# Exploring the data

My impressions so far:

* The biggest challenge is dealing with the Breed, Color and Name variables
* Many of the variables are going to have interactions with one another, especially the AnimalType variable, therefore it may be useful to use a model that automatically considers feature interactions (ex. a Random Forest) over a model that requires us to manually create feature interactions (ex. Logistic Regression)
* Not a huge number of missing values in the training set, save for animal name, where not knowing the animal's name (or the animal not having a name) certainly tells us something useful...it may be worth imputing neutered and gender?

Data cleaning / feature engineering overview:

* Split `SexuponOutcome` into separate neutered and gender features
* `AgeuponOutcome` is converted into a numeric feature
* `DateTime` is converted into a set of date-specific features (year, month, day of the week, etc.)
* Find strategies for classifying `Breed` into clusters/taxonomies for dogs and cats separately, this may be difficult

In [None]:
%matplotlib inline

import datetime
import numpy as np
import pandas as pd
import matplotlib.pyplot as plt
import re
import seaborn as sns
import sklearn
from wordcloud import WordCloud, STOPWORDS

train = pd.read_csv('../input/train.csv')

## Overview

See what the data look like.

In [None]:
print('Number of training observations:', len(train.index))
train.describe()

Missing values by column:

In [None]:
train.isnull().sum()

## Examining the dependent variable, `OutcomeType`

What happened to the animals?

In [None]:
sns.countplot(x = "OutcomeType", data = train)

## Examining the independent variables


### `AnimalType`

Whether it's a cat or a dog.

In [None]:
sns.countplot(x = "AnimalType", data = train)

`OutcomeType` by `AnimalType` (relative frequency)

In [None]:
def rel_freq_plot(train, column):
    sns.pointplot(x = 'OutcomeType', y = 'Percent', hue = column, data = (train
        .groupby(['OutcomeType', column])
        .size()
        .reset_index()
        .rename(columns = {0: 'Count'})
        .merge(
            (train
             .groupby([column])
             .size()
             .reset_index()
             .rename(columns = {0: 'Total'})
            ), how = 'inner', on = column)
        .assign(Percent = lambda x: x.Count / x.Total)
    ))
    
rel_freq_plot(train, 'AnimalType')

Dogs are more likely to be returned to their owners and less likely to be transferred than cats.

### `SexuponOutcome`

This variable measures the sex of the animal as well as whether or not it is able to reproduce at the time of the outcome.

In [None]:
sns.countplot(x = "SexuponOutcome", data = train)

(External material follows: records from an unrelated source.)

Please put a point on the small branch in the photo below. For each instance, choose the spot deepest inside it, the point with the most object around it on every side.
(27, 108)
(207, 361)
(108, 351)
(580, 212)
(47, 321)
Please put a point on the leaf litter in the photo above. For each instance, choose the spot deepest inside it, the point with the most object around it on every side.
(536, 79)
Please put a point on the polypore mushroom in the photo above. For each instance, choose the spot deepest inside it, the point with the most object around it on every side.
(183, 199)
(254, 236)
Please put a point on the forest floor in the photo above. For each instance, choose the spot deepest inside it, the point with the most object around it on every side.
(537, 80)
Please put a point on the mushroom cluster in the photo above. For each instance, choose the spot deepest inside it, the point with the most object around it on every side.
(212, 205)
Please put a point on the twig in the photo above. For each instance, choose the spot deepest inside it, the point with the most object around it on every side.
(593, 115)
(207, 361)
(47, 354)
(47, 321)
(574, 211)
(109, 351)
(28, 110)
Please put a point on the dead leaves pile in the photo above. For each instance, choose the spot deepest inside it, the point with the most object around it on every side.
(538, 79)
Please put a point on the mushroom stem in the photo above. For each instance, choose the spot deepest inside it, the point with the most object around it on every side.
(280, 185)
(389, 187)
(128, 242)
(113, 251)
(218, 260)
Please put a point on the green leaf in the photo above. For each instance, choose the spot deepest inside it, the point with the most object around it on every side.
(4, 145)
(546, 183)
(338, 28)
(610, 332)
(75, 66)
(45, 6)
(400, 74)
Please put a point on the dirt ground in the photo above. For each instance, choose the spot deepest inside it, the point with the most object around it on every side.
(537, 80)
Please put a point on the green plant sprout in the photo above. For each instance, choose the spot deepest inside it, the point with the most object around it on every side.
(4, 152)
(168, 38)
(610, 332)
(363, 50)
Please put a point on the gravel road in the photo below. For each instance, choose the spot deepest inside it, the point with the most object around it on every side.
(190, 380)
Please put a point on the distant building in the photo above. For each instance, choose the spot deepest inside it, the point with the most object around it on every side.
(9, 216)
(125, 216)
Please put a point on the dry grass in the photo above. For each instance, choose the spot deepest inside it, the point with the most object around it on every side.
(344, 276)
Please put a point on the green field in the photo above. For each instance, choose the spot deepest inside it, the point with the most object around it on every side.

I'm thinking that these should be split into the following 2 variables instead of being in a single variable:

* Sex - Male / Female
* NeuteredSprayed - True / False

In [None]:
def create_sex_variables(data):
    SexuponOutcome = data['SexuponOutcome'].fillna('Unknown')
    results = []
    for row in SexuponOutcome:
        row = row.split(' ')
        if len(row) == 1:
            row = ['Unknown', 'Unknown']
        results.append(row)
    NeuteredSprayed, Sex = zip(
        *[['Neutered', x[1]] if x[0] == 'Spayed' else x for x in results])
    return (data.assign(Neutered = NeuteredSprayed).assign(Sex = Sex)
            .drop(['SexuponOutcome'], axis = 1))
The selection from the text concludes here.